Somatic cell gene targeting combined with nuclear transfer cloning presents tremendous potential for the creation of new, large-animal models of human diseases. Mouse disease models often fail to reproduce human phenotypes, underscoring the need for the generation and study of alternative disease models. Mice deficient for CFTR have been poor models for cystic fibrosis (CF), lacking many aspects of human CF lung disease. In this study, we describe the production of a CFTR gene-deficient model in the domestic ferret using recombinant adeno-associated virus-mediated gene targeting in fibroblasts, followed by nuclear transfer cloning. As part of this approach, we developed a somatic cell rejuvenation protocol using serial nuclear transfer to produce live CFTR-deficient clones from senescent gene-targeted fibroblasts. We transferred 472 reconstructed embryos into 11 recipient jills and obtained 8 healthy male ferret clones heterozygous for a disruption in exon 10 of the CFTR gene. To our knowledge, this study represents the first description of genetically engineered ferrets and describes an approach that may be of substantial utility in modeling not only CF, but also other genetic diseases.
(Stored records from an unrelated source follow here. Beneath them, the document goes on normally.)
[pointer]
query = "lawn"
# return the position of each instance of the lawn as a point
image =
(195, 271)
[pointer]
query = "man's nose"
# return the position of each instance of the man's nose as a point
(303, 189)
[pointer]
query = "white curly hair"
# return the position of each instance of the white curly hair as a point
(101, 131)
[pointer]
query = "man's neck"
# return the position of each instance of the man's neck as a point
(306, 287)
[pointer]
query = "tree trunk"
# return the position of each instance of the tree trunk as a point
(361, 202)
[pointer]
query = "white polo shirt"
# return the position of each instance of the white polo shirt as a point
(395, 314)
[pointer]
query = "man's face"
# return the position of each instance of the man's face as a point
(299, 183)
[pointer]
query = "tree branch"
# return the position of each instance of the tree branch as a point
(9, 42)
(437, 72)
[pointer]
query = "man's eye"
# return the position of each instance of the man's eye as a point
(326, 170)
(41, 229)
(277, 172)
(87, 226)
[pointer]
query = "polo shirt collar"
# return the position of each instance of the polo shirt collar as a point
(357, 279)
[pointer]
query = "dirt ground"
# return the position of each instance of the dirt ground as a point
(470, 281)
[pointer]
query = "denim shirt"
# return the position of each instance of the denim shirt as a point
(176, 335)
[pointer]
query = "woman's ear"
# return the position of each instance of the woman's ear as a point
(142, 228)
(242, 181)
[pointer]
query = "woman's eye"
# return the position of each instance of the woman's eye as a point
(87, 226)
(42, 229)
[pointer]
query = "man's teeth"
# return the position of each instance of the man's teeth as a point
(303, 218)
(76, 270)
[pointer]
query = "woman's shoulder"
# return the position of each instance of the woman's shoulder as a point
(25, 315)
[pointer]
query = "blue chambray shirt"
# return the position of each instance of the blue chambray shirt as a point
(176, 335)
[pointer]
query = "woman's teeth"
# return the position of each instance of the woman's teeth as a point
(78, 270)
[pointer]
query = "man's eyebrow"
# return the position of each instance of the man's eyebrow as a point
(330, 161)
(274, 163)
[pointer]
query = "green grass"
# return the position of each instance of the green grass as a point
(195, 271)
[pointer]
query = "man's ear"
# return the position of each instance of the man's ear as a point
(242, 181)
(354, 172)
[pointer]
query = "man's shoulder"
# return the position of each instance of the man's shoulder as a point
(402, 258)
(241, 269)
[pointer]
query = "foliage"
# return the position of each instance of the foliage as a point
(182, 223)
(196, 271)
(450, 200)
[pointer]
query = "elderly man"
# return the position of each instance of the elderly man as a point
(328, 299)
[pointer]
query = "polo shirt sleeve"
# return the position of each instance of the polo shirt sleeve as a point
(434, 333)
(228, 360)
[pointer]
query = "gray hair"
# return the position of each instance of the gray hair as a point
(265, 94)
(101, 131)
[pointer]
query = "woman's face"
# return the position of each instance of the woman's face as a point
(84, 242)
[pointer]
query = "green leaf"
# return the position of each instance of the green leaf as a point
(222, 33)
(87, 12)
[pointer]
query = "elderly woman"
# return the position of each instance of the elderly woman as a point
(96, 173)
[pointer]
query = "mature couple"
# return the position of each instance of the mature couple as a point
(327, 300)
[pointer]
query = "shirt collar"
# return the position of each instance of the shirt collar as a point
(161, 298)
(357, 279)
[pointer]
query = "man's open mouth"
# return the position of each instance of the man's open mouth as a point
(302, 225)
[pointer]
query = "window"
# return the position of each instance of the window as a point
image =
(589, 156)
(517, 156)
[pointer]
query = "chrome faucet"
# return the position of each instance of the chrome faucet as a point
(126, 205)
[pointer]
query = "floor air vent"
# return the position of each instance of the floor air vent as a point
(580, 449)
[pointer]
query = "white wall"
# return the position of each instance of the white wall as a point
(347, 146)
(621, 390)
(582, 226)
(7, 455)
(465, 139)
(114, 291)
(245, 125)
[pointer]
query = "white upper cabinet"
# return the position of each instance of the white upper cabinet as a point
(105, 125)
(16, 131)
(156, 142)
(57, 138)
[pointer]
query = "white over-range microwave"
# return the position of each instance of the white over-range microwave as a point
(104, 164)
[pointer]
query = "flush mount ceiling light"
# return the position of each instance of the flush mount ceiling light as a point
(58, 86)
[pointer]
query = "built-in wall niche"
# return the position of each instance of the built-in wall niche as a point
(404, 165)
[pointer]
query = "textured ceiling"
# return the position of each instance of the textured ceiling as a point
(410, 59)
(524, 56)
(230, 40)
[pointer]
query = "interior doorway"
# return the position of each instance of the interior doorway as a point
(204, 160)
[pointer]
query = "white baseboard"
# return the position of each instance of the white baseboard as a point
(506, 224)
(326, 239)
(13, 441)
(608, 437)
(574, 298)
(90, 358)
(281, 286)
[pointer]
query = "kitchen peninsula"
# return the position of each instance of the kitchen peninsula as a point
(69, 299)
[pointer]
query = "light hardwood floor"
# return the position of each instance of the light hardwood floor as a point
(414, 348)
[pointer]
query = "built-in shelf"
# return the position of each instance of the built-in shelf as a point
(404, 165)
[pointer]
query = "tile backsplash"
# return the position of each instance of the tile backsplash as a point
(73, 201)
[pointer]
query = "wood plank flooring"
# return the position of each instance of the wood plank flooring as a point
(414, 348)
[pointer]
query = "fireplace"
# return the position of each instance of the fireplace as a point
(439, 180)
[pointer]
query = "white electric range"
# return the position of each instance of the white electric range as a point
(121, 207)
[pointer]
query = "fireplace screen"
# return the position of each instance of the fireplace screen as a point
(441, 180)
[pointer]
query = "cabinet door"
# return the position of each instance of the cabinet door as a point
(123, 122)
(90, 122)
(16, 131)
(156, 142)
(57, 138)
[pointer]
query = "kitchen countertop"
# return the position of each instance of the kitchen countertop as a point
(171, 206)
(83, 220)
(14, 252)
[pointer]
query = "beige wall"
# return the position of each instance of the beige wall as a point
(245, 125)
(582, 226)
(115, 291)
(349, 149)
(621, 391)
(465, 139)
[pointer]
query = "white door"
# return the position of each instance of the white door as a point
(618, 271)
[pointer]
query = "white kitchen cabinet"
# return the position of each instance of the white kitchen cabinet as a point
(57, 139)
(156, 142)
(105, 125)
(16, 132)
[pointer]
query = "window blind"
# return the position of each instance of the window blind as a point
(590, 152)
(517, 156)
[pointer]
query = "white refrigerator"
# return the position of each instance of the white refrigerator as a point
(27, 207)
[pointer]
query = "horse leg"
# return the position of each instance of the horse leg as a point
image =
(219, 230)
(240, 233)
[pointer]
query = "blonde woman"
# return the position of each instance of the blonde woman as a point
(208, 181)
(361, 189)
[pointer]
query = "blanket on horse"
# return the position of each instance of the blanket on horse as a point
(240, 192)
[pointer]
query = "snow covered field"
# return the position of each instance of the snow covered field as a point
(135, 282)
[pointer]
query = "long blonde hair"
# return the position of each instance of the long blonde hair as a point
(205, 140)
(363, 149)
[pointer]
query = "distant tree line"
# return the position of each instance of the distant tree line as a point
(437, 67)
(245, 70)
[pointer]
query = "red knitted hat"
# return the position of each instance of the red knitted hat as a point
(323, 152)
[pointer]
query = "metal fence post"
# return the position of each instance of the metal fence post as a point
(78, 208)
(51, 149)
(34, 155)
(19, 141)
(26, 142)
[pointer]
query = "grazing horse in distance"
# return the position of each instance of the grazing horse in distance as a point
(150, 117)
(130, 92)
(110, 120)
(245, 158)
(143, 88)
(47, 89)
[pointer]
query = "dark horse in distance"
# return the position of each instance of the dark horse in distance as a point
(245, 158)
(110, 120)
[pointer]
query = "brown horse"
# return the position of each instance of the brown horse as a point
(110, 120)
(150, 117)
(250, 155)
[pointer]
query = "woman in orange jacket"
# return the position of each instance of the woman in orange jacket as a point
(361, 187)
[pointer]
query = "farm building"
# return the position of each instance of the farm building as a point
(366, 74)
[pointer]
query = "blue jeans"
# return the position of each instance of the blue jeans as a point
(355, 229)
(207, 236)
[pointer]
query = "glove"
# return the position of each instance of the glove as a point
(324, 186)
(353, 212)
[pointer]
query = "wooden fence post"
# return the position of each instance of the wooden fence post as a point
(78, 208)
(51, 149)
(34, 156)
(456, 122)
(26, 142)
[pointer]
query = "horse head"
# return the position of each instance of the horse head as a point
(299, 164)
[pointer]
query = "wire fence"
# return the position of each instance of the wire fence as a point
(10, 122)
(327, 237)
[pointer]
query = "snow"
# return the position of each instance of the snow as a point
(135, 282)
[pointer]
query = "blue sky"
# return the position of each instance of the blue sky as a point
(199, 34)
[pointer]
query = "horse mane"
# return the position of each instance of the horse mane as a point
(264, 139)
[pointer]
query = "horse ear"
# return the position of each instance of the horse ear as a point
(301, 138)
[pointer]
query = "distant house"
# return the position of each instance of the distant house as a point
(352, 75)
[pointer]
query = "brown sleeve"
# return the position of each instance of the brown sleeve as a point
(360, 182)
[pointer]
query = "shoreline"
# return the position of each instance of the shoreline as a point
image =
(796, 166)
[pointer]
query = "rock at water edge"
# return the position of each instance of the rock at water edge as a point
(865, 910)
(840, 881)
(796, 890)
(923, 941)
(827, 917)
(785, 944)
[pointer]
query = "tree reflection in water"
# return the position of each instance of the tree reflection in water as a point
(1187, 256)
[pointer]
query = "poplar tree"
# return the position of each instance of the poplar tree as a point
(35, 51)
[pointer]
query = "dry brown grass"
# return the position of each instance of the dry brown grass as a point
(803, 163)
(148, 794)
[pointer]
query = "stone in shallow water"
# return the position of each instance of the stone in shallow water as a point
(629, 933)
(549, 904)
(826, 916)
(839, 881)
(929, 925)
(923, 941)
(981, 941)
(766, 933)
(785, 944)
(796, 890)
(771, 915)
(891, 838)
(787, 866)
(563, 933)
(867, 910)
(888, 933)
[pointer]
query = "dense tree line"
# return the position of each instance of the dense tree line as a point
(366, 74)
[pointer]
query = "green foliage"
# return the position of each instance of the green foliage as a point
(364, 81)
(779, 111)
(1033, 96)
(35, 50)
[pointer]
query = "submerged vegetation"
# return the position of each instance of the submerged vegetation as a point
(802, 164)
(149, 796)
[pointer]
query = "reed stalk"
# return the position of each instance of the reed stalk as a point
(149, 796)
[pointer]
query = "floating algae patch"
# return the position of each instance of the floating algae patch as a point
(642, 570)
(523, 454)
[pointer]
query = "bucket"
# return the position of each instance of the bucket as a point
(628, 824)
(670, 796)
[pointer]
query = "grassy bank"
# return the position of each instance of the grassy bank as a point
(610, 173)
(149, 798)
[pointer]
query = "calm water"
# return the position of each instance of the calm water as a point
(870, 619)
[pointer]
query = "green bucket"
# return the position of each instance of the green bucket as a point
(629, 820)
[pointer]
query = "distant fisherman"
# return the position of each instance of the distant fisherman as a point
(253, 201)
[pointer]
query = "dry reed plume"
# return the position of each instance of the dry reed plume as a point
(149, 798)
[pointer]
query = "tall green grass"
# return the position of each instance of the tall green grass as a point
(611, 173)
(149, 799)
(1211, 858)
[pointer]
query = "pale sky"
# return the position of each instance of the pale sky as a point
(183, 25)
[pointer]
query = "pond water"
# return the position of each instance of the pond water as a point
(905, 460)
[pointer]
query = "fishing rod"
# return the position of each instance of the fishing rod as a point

体细胞基因靶向与核移植克隆相结合,为创建人类疾病的新型大型动物模型带来了巨大潜力。小鼠疾病模型往往无法重现人类表型,这凸显了生成和研究替代疾病模型的必要性。缺乏CFTR的小鼠一直是囊性纤维化(CF)的不良模型,缺乏人类CF肺部疾病的许多特征。在本研究中,我们描述了在家猫中使用重组腺相关病毒介导的成纤维细胞基因靶向,随后进行核移植克隆,产生CFTR基因缺陷模型的过程。作为该方法的一部分,我们开发了一种体细胞年轻化方案,通过连续核移植从衰老的基因靶向成纤维细胞中产生活的CFTR缺陷克隆。我们将472个重构胚胎移植到11只受体母貂体内,获得了8只健康的雄性雪貂克隆,它们对于CFTR基因第10外显子中的破坏是杂合的。据我们所知,本研究首次描述了基因工程雪貂,并描述了一种不仅对CF建模,而且对其他遗传疾病建模可能具有重大实用价值的方法。